Jaume Santacana | Miércoles 05 de mayo de 2021

...corazón que no siente”, reza el refranero español, tan sabio, él, siempre. El sentido de la frase popular se refiere, mismamente, al hecho de que las personas no sufren (o no sufren tanto) por aquello que no saben.

En el principio de los principios, la susodicha expresión se utilizaba en aquellas cuestiones en las que el amor se ausentaba de alguna de las dos personas amadas; sin permiso ninguno, claro está. Para muestra, un botón: “María se fue del país y su relación con Juan se ha apagado, porque “ojos que no ven...”.

Hoy en día, su significado ha sufrido un cambio y se ha generalizado a todo tipo de asuntos, desde materias políticas hasta otras de de índole profesional o sentimental. Otro botón: “El bosque nativo de la Amazonia se halla en peligro de extinción, pero los medios de comunicación y los políticos de turno no lo hacen extensivo al público ya que “ojos que no ven...”.

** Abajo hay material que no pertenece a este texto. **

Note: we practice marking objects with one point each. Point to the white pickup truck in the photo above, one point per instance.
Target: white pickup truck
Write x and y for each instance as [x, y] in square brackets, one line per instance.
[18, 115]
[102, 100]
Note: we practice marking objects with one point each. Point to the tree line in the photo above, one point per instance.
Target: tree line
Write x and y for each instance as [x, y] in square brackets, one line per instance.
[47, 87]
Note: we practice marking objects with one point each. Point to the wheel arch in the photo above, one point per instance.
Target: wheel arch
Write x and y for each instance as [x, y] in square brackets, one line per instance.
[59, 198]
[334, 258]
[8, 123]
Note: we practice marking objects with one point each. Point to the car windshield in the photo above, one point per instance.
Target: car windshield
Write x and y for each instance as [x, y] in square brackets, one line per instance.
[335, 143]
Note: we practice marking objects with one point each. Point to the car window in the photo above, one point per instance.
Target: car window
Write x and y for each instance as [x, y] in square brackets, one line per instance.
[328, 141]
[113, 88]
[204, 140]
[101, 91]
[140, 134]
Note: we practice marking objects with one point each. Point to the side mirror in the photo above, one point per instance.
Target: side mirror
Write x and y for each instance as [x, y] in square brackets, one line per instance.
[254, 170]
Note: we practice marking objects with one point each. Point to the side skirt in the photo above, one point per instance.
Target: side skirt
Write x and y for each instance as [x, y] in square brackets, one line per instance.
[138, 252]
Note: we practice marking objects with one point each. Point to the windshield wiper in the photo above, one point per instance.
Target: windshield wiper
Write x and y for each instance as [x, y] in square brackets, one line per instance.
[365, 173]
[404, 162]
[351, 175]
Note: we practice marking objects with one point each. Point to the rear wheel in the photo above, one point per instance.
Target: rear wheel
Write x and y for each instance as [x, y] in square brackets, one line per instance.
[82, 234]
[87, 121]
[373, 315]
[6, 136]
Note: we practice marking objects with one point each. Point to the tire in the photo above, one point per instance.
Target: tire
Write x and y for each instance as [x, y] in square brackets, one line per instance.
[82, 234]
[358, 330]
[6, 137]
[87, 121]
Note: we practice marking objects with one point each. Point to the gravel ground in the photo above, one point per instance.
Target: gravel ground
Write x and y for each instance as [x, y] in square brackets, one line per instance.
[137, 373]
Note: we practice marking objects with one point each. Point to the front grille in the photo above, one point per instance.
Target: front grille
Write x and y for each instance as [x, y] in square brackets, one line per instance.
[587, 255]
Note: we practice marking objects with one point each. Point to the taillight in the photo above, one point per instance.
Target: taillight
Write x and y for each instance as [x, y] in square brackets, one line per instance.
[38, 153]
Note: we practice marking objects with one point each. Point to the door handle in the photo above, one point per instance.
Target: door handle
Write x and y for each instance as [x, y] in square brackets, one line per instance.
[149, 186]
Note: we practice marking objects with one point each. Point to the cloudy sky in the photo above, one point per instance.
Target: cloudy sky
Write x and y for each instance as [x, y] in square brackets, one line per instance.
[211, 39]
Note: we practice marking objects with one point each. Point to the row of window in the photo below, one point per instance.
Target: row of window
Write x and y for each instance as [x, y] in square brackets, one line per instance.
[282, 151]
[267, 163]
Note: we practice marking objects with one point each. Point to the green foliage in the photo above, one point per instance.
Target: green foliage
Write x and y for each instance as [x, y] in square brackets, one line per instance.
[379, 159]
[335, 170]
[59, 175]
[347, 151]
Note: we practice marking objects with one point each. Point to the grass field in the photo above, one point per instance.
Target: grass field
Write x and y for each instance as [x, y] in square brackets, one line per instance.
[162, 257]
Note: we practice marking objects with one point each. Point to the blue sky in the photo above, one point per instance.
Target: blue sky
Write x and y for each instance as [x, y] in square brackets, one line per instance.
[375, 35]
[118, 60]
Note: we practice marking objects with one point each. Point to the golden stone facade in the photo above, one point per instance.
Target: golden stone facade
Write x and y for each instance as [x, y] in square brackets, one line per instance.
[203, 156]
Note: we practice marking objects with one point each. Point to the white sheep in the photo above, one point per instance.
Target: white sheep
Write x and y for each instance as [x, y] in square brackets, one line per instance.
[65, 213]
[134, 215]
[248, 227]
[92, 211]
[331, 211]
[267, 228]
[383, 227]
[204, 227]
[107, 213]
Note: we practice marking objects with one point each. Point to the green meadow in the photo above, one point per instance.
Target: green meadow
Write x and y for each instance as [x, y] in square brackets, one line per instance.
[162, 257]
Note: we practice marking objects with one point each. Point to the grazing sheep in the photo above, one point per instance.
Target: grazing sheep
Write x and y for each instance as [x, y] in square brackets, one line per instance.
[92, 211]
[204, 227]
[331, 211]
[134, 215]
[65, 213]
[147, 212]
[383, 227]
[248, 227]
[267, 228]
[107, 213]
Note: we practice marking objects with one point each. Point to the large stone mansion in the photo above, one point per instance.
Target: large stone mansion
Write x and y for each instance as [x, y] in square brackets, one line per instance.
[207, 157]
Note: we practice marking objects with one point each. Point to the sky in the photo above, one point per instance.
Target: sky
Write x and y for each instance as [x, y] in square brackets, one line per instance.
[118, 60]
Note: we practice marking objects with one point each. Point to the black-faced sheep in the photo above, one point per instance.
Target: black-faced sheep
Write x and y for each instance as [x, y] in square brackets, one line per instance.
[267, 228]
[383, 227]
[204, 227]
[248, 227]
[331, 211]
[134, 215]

Debido a su uso popular, la frasecita de marras se ha convertido -como casi todo en lo universal- en materia de cachondeo, risotadas y alborozo frecuente. Así, el tercer y último botón: “Ojos que no ven, hostia en la frente”. Y así va el mundo.

La cosa viene al caso debido a un ligero incidente que quien suscribe ha padecido en las semanas precedentes, convirtiéndome, sin pena ni gloria, en protagonista de nada, lo cual -visto lo visto en la situación actual del planeta (véase, entre otras cosas, la campaña electoral madrileña)- no deja de tener su mérito.

Verán ustedes: un servidor ha conseguido, al fin y después de diversos intentos, ingresar en la Santa Orden de los 'Imbéciles Indiscutibles'. No se crean, no es moco de pavo; no todo el mundo puede vanagloriarse de tamaña hazaña. Hay, detrás de dicha consecución, millares de esfuerzos, sudores, lágrimas (esas dos últimas palabras van siempre contiguas: como 'caída' y 'fortuita', 'pertinaz' y 'sequía' o, rizando el rizo, 'bien' y 'entrada', útil para conceptos tales como 'bien entrada...la noche'); lágrimas, decíamos, gigantescos esfuerzos y, por descontado, una incalculable legión de horas dedicadas a ensayar. En definitiva, no es fácil ser imbécil ni mucho menos conseguir ingresar en la Orden citada ut supra diximus.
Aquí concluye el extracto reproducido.